SALT LAKE CITY — Following a long battle with a degenerative neurological disease, acclaimed Utah economist Jeff Thredgold has died at age 66.
Over a 40-year career, Thredgold served as president of Thredgold Economic Associates and as an economic consultant to Zions Bancorp. for 17 years. A sought-after public speaker and accomplished author, Thredgold died on Saturday at his home in Farmington. In 2012, he was diagnosed with frontotemporal degeneration, a neurological condition similar to amyotrophic laterals sclerosis.
Thredgold’s career included 23 years at KeyCorp as senior vice president and chief economist. For 37 years, he authored the Tea Leaf — a weekly economic and financial newsletter. He was also wrote a monthly economic column for Business Issues — an Asia-based business publication.
The author of several books, including “EconAmerica,” “A Parent’s Letter to My Children in School” and “On the One Hand the Economist’s Joke Book,” he also served as an adjunct professor of finance at the University of Utah. He was also president of the National Association for Business Economics Utah Chapter and a former member of the Economic Advisory Committee of the American Bankers Association, as well as a former member of the Economic Policy Committee of the U.S. Chamber of Commerce.
Active as a professional speaker since 1989, he logged more than 1,500 speaking engagements at conferences, conventions and other meetings across the U.S. and internationally. In 2002, Thredgold received the designation of certified speaking professional from the International Federation for Professional Speakers and the National Speakers Association.

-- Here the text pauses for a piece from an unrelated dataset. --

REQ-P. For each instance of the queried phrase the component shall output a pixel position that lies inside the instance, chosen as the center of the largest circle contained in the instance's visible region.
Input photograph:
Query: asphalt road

“Jeff Thredgold successfully brought the dismal science of economics to life,” said Scott Anderson, president and CEO of Zions Bank. “Over the years, hundreds of Zions Bank’s business clients had the opportunity to hear his lively speeches that provided context and relevance to the financial markets and demographic trends. We are grateful to have known and worked with Jeff and reflect upon the impact he made on Utah’s business community.”
According to his wishes, Thredgold’s brain will be donated the University of Utah Hospital to support research of frontotemporal degeneration.
A celebration of his life will be held Saturday and Sunday from 4 to 8 p.m. at his home, 1311 N. Hidden Quail Cove in Farmington.